Anda di halaman 1dari 2

Moralitas Demokrasi

Etika adalah teori tentang perilaku yang benar dan kehidupan yang baik.
Berdasarkan sifatnya, etika dapat dibagi menjadi: etika pribadi, yang
berlaku untuk orang perorangan dan etika sosial yang berlaku untuk
kelompok. Sedangkan moral adalah praktek yang sebenarnya perilaku
yang benar dan kehidupan yang baik. Istilah moral memiliki 2 arti yaitu:
kemampuan seseorang untuk memahami moralitas serta kapasitas nya
untuk membuat keputusan moral dan kinerja aktual dari tindakan moral
itu sendiri.
Niccol Machiavelli berpendapat bahwa Dalam administrasi publik,
kekuasaan adalah yang terpenting. Kebenaran dan etika hanyalah
masalah kekuasaan. Jika anda memiliki kekuasaan, maka anda akan selalu
benar. Pemenenag yang menulis buku-buku sejarah pada akhirnya adalah
orang yang mengatakan siapa yang benar dan siapa yang salah. Disisi
lain, Paul H. Appleby berpendapat bahwa, untuk sebuah negara bebas,
yang terpenting adalah pegawai negeri yang berbudi luhur serta memiliki
etika sosial untuk kepentingan umum. ketika warga melihat kesejahteraan
mereka sebagai individu dan kelompok yang terpisah darirepublik dan,
yang lebih penting, dari kesejahteraan republik, maka masyarakat akan
menjadi korup secara moral. Untuk menghindari itu, pegawai negeri harus
menjaga etika sosial moralitas demokratis. Bab ini menggambarkan
bagaimana pendapat Paul H. Appleby dapat diimplimentasikan untuk
menciptakan moralitas demokrasi yang bertujuan mensejahterakan
masyarakatnya.
Dalam etika moralitas, administrasi publik adalah sebuah profesi.

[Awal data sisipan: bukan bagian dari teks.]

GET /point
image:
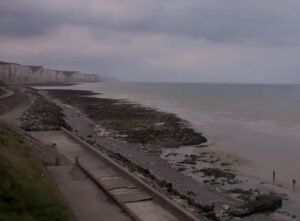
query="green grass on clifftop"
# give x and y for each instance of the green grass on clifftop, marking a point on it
(26, 192)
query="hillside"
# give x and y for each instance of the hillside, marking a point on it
(22, 74)
(26, 191)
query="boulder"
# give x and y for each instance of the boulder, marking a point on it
(263, 203)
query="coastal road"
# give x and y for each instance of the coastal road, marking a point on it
(137, 202)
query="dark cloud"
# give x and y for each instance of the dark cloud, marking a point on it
(215, 40)
(252, 22)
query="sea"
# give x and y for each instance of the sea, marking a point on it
(259, 124)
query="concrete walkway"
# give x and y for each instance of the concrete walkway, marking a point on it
(136, 202)
(85, 199)
(7, 94)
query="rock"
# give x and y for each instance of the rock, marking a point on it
(263, 203)
(191, 159)
(225, 207)
(217, 173)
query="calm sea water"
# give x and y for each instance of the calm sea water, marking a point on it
(265, 107)
(259, 124)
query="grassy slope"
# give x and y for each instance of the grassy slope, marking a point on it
(2, 92)
(26, 192)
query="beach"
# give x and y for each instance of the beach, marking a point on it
(194, 160)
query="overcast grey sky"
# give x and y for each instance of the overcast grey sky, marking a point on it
(157, 40)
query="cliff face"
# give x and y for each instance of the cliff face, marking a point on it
(21, 74)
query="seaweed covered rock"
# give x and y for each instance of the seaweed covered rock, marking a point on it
(263, 203)
(43, 115)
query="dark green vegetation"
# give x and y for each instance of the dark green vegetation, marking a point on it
(43, 115)
(2, 91)
(2, 84)
(26, 192)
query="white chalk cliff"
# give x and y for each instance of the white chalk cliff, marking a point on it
(22, 74)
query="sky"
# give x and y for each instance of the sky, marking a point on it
(250, 41)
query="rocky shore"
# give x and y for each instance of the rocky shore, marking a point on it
(132, 122)
(111, 125)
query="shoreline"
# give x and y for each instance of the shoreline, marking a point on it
(92, 139)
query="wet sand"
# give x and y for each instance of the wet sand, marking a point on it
(150, 159)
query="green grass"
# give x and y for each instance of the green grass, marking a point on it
(2, 91)
(26, 191)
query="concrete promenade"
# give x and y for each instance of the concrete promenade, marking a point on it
(89, 202)
(83, 196)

Moralitas demokratis membantu untuk mempertahankan bentuk
pemerintahan yang demokratis karena pegawai negeri dan pejabat publik
lainnya adalah bagian dari proses demokrasi yang merupakan
kepentingan pribadi menjadi kepentingan umum untuk tujuan semua
orang. Untuk itu etika sosial penting untuk dilakukan oleh administrator
publik yang bertujuan untuk membela kepentingan rakyat (demokrasi),
dan bukan untuk kepentingan kelompok/ pribadi. Kebaikan harus
dilakukan untuk seluruh masyarakat luas, oleh karena itu, pemanfaatan
sumber daya harus dilakukan dengan dengan efektif efisien untuk
kebutuhan semua orang daripada untuk sebagian kecil atau kelompok,
terlepas dari bagaimana pembuat kebijakan melakukan pembagian di
dalamnya.
Stephen Bailey mengidentifikasi tiga sikap mental penting dan tiga
kualitas moral yang diperlukan untuk perilaku etis yaitu: optimism,
keberanian dan keadilan berdasarkan kebaikan. Namun, diluar 3 aspek
penting tersebut, pegawai negeri juga harus memiliki kesabaran,
kejujuran, kesetiaan, keceriaan, kesopanan, kerendahan hati.